In the later part of the 1970s, Brit Louisa Marks had a hit with "Caught You in a Lie" (1975 in music), beginning a trend of British performers making romantic, ballad-oriented reggae called lovers rock. Reggae and ska soon became major influences on various American and British punk bands of the late 1980s, with punk ska achieving great mainstream success in the mid-1990s. Other American and British musicians, playing various kinds of electronic music, frequently used reggae-oriented beats. Dub, techno and electronica remained closely intertwined throughout the 1990s.
During the 1980s, the most popular musics in Jamaica were dancehall, a form of dub characterized by complex rhythms and rhymes, and ragga, characterized by the use of electronic beats in reggae songs. Ragga is usually said to have been invented with "Under Mi Sleng Teng" by Wayne Smith (1985 in music). Ragga went on to barely edge out dancehall as the dominant form of Jamaican music in the 1980s, with Chaka Demus and Shabba Ranks proving themselves especially long-lasting and influential, and helped inspire an updated version of the rudeboy culture called raggamuffin. Dancehall was often very violent in lyrical content, and several rival performers made headlines with their feuds across Jamaica (most notably Beenie Man vs Bounty Killer), and is usually traced back to pioneering recordings from the late 70s by Barrington Levy with Roots Radics backing and Junjo Lawes as producer. Yellowman, Ini Kamoze, Charlie Chaplin and General Echo followed, along with producers like Sugar Minott.
The 1980s saw a rise in reggae music from outside of Jamaica, most importantly including Africa, where Sonny Okusuns of Nigeria, John Chibadura (Zimbabwe), Lucky Dube (South Africa) and Alpha Blondy from Ivory Coast became stars.
In the mid-1990s, other forms of dancehall were popular, and many of the most violent performers of the previous decade had converted to Rastafarianism or otherwise changed their lyrical contents.
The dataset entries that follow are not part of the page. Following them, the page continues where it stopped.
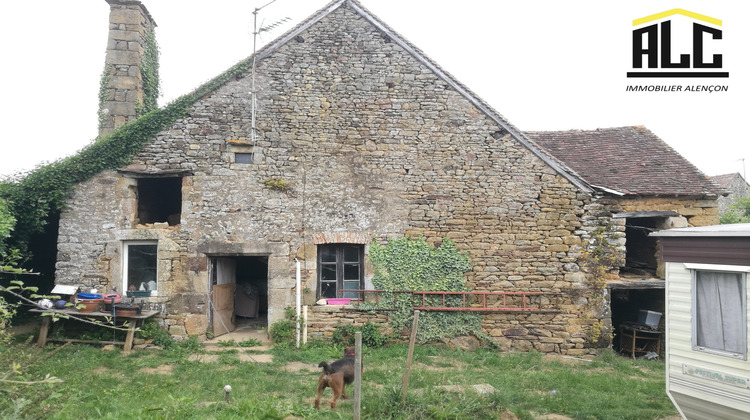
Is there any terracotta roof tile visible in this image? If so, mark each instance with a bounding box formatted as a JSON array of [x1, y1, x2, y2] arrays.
[[524, 126, 723, 196]]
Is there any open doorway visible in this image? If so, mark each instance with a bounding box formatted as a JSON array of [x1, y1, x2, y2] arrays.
[[210, 256, 268, 336]]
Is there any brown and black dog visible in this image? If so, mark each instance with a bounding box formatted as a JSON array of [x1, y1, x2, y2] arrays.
[[315, 347, 364, 409]]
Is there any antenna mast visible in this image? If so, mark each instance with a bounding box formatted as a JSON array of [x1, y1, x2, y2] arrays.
[[250, 0, 289, 154]]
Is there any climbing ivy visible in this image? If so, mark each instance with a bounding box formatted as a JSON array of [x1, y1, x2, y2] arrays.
[[581, 222, 622, 346], [361, 237, 493, 343], [136, 28, 159, 116], [0, 54, 252, 255]]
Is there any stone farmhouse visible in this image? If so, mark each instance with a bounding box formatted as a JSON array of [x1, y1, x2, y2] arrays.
[[55, 0, 721, 354]]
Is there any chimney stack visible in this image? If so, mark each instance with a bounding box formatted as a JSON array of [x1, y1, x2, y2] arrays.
[[99, 0, 159, 138]]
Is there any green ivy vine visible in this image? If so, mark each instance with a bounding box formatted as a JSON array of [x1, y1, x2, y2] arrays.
[[360, 237, 494, 343], [0, 52, 252, 255], [581, 222, 622, 346], [136, 28, 159, 117]]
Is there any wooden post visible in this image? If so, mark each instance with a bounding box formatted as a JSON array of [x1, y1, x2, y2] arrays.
[[36, 316, 52, 347], [401, 311, 419, 405], [354, 331, 362, 420], [302, 305, 307, 344]]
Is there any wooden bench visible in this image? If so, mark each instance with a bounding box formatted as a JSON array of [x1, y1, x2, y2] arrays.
[[30, 308, 159, 354]]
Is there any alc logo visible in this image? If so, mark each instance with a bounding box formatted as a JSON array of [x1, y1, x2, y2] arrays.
[[627, 9, 729, 77]]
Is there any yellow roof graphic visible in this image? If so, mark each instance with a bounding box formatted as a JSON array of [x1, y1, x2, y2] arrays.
[[633, 9, 721, 26]]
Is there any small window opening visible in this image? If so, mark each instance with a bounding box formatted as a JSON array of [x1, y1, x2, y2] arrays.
[[623, 217, 664, 276], [318, 244, 364, 299], [138, 177, 182, 226], [123, 242, 157, 295], [234, 153, 253, 164]]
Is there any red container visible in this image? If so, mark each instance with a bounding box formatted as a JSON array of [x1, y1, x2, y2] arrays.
[[76, 299, 102, 314], [326, 298, 352, 305]]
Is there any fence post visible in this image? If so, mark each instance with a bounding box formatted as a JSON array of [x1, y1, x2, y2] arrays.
[[354, 331, 362, 420], [401, 311, 419, 405]]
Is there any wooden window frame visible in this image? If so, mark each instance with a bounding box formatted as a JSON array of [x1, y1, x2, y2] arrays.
[[317, 243, 365, 300]]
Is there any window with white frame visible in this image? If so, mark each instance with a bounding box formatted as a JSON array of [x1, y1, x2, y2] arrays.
[[122, 241, 158, 295], [692, 269, 748, 360]]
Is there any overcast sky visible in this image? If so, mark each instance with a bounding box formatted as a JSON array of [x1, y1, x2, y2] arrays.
[[0, 0, 750, 175]]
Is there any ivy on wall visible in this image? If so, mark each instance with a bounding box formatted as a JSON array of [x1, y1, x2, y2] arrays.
[[581, 221, 622, 347], [0, 53, 252, 257], [136, 28, 159, 117], [360, 237, 494, 343]]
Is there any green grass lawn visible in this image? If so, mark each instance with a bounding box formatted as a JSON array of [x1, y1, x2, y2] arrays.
[[0, 334, 677, 420]]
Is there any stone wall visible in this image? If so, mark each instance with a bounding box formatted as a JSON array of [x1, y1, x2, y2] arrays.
[[99, 0, 156, 137], [56, 2, 712, 353], [307, 305, 393, 340]]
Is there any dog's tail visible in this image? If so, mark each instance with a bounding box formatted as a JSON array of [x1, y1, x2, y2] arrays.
[[318, 362, 333, 375]]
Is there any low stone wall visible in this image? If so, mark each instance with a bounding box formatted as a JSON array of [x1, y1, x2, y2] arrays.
[[307, 305, 392, 338], [307, 305, 596, 356]]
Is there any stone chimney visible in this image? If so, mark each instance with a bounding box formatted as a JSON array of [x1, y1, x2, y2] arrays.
[[99, 0, 159, 137]]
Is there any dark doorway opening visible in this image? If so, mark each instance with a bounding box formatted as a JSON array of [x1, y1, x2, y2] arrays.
[[210, 256, 268, 336], [234, 256, 268, 327]]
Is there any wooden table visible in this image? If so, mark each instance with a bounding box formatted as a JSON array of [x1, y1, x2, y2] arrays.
[[34, 308, 159, 354], [620, 325, 664, 359]]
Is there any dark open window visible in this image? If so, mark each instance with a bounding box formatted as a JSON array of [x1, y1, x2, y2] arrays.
[[123, 241, 157, 295], [318, 244, 364, 299], [138, 177, 182, 226], [234, 152, 253, 164]]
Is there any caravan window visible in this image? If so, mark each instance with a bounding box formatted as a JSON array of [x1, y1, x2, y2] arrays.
[[692, 270, 747, 360]]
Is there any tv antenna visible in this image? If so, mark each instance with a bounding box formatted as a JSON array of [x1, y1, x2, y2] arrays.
[[250, 0, 290, 154]]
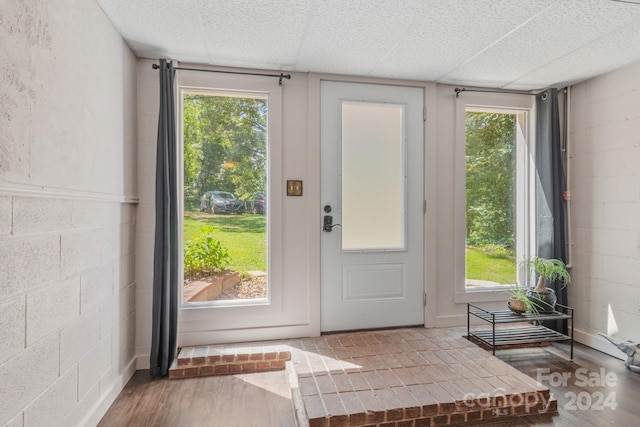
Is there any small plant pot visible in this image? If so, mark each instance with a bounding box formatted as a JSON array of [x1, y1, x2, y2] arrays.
[[507, 298, 527, 314], [527, 288, 558, 313]]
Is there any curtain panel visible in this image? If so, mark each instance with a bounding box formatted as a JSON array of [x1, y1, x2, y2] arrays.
[[536, 89, 568, 334], [150, 59, 179, 377]]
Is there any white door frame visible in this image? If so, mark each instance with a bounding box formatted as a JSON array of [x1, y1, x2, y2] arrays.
[[320, 82, 426, 330]]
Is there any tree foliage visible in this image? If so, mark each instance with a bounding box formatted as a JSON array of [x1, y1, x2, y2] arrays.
[[466, 112, 517, 249], [183, 94, 267, 209]]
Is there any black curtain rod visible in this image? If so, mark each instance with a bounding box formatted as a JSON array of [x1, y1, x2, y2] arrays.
[[454, 87, 547, 100], [152, 64, 291, 86]]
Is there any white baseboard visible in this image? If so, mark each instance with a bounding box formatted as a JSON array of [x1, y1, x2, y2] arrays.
[[573, 329, 627, 360], [79, 359, 136, 427], [136, 347, 151, 371]]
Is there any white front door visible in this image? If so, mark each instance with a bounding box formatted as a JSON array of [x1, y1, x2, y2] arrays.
[[319, 81, 424, 332]]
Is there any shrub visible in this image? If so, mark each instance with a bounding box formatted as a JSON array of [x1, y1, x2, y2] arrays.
[[184, 227, 231, 278]]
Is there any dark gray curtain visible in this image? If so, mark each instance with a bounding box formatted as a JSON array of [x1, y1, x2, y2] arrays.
[[536, 89, 568, 334], [150, 59, 178, 377]]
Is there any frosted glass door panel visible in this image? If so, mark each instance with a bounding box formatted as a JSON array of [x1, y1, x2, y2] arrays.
[[342, 101, 406, 251]]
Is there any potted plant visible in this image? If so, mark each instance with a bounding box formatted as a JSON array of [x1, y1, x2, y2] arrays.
[[526, 257, 571, 313], [507, 284, 539, 317]]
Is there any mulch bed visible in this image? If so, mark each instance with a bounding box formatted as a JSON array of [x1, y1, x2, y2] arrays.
[[215, 276, 267, 301]]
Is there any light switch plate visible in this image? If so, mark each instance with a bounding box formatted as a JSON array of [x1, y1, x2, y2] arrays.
[[287, 179, 302, 196]]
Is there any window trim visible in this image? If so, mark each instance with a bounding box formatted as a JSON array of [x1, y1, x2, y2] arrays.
[[453, 93, 535, 303], [177, 71, 284, 346]]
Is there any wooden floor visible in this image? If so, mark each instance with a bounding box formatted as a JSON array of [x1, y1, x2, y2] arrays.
[[98, 371, 297, 427], [99, 336, 640, 427]]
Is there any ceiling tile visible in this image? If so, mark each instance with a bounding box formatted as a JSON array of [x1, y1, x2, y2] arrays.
[[96, 0, 640, 89]]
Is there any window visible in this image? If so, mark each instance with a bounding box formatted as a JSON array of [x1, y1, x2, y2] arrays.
[[456, 95, 534, 295], [181, 89, 269, 305]]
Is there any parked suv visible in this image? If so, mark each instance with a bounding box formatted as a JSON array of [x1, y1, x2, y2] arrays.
[[200, 191, 242, 213], [244, 193, 267, 215]]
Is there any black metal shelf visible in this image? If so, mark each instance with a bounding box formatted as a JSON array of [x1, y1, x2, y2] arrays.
[[467, 304, 573, 359]]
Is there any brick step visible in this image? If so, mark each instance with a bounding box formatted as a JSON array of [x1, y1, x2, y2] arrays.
[[169, 343, 291, 379], [169, 328, 558, 427]]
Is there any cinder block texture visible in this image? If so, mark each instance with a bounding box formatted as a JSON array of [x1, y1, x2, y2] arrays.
[[60, 308, 100, 371], [0, 296, 26, 363], [60, 229, 105, 278], [0, 235, 60, 301], [0, 196, 11, 236], [78, 335, 111, 399], [13, 197, 73, 234], [80, 264, 113, 312], [569, 63, 640, 340], [0, 335, 59, 425], [24, 368, 78, 427], [27, 277, 80, 346]]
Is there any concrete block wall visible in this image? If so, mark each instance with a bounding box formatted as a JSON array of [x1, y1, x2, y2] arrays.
[[568, 59, 640, 356], [0, 0, 137, 427], [0, 196, 136, 426]]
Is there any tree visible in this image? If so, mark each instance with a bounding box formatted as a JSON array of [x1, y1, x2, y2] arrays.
[[183, 94, 267, 209], [466, 112, 517, 250]]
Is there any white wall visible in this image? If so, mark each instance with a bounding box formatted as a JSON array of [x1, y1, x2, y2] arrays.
[[568, 59, 640, 351], [136, 67, 490, 358], [0, 0, 137, 427], [136, 61, 640, 362]]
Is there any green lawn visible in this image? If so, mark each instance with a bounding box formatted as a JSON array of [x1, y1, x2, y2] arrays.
[[184, 211, 267, 272], [466, 246, 516, 285]]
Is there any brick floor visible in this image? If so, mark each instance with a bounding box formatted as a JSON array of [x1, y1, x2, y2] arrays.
[[170, 328, 557, 427]]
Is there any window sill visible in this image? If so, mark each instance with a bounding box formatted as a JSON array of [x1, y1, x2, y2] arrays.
[[454, 286, 510, 303]]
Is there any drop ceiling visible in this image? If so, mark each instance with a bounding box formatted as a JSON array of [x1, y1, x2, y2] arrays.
[[97, 0, 640, 90]]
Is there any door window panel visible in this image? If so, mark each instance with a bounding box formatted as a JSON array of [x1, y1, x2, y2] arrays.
[[342, 101, 406, 251]]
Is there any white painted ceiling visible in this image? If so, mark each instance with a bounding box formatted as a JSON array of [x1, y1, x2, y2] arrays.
[[97, 0, 640, 90]]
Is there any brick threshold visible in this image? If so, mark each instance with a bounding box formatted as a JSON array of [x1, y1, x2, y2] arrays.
[[169, 343, 291, 379], [169, 328, 558, 427]]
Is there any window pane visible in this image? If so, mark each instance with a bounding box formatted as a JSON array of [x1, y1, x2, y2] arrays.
[[465, 111, 517, 286], [342, 101, 405, 250], [182, 91, 268, 304]]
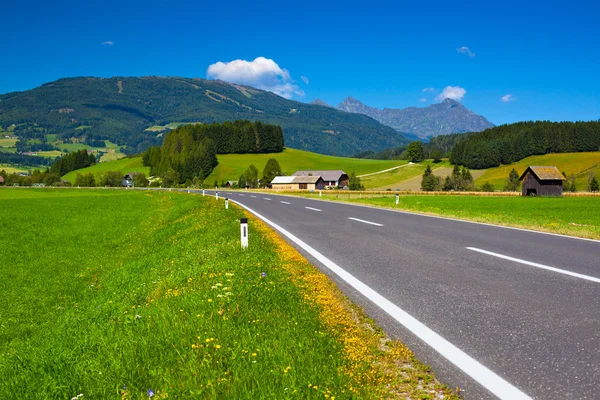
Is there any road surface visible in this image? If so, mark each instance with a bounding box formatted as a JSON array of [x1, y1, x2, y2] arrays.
[[207, 190, 600, 400]]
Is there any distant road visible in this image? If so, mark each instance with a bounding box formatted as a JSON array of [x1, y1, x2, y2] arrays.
[[204, 191, 600, 400]]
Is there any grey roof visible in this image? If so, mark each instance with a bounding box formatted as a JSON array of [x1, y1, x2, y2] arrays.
[[294, 169, 347, 181], [292, 176, 322, 183]]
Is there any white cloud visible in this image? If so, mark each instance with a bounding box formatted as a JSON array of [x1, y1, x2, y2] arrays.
[[456, 46, 475, 58], [206, 57, 308, 99], [435, 86, 467, 101]]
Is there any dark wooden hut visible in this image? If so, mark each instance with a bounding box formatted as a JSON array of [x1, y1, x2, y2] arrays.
[[519, 166, 566, 196]]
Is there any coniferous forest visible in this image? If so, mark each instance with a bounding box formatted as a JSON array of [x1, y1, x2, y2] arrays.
[[143, 121, 284, 183], [450, 121, 600, 169]]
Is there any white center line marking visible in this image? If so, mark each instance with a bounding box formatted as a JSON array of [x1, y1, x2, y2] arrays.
[[466, 247, 600, 283], [230, 203, 531, 400], [348, 217, 383, 226]]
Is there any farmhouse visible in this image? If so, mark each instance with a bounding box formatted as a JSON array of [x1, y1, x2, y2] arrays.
[[293, 169, 349, 188], [519, 166, 565, 196], [271, 176, 325, 190]]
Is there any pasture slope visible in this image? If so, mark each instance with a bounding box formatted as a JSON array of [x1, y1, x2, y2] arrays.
[[0, 188, 457, 399], [63, 157, 150, 183], [475, 151, 600, 191], [63, 148, 407, 184]]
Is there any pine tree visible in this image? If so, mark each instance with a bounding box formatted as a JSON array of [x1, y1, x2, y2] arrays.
[[504, 168, 520, 192]]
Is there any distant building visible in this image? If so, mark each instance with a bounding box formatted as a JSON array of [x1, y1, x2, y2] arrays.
[[271, 176, 325, 190], [293, 169, 349, 188], [519, 166, 566, 196]]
Artists like Buju Banton also saw significant cross-over success in foreign markets, while Beenie Man, Bounty Killer and others developed a sizable American following due to their frequent guesting on albums by gangsta rappers like Wu-Tang Clan and Jay-Z. Some ragga musicians, including Beenie Man, Shabba Ranks and Capleton, publically converted to a new style of conscious music-making. Other trends included the minimalist digital tracks which began with Dave Kelly's "Pepper Seed" in 1995, alongside the return of love balladeers like Beres Hammond.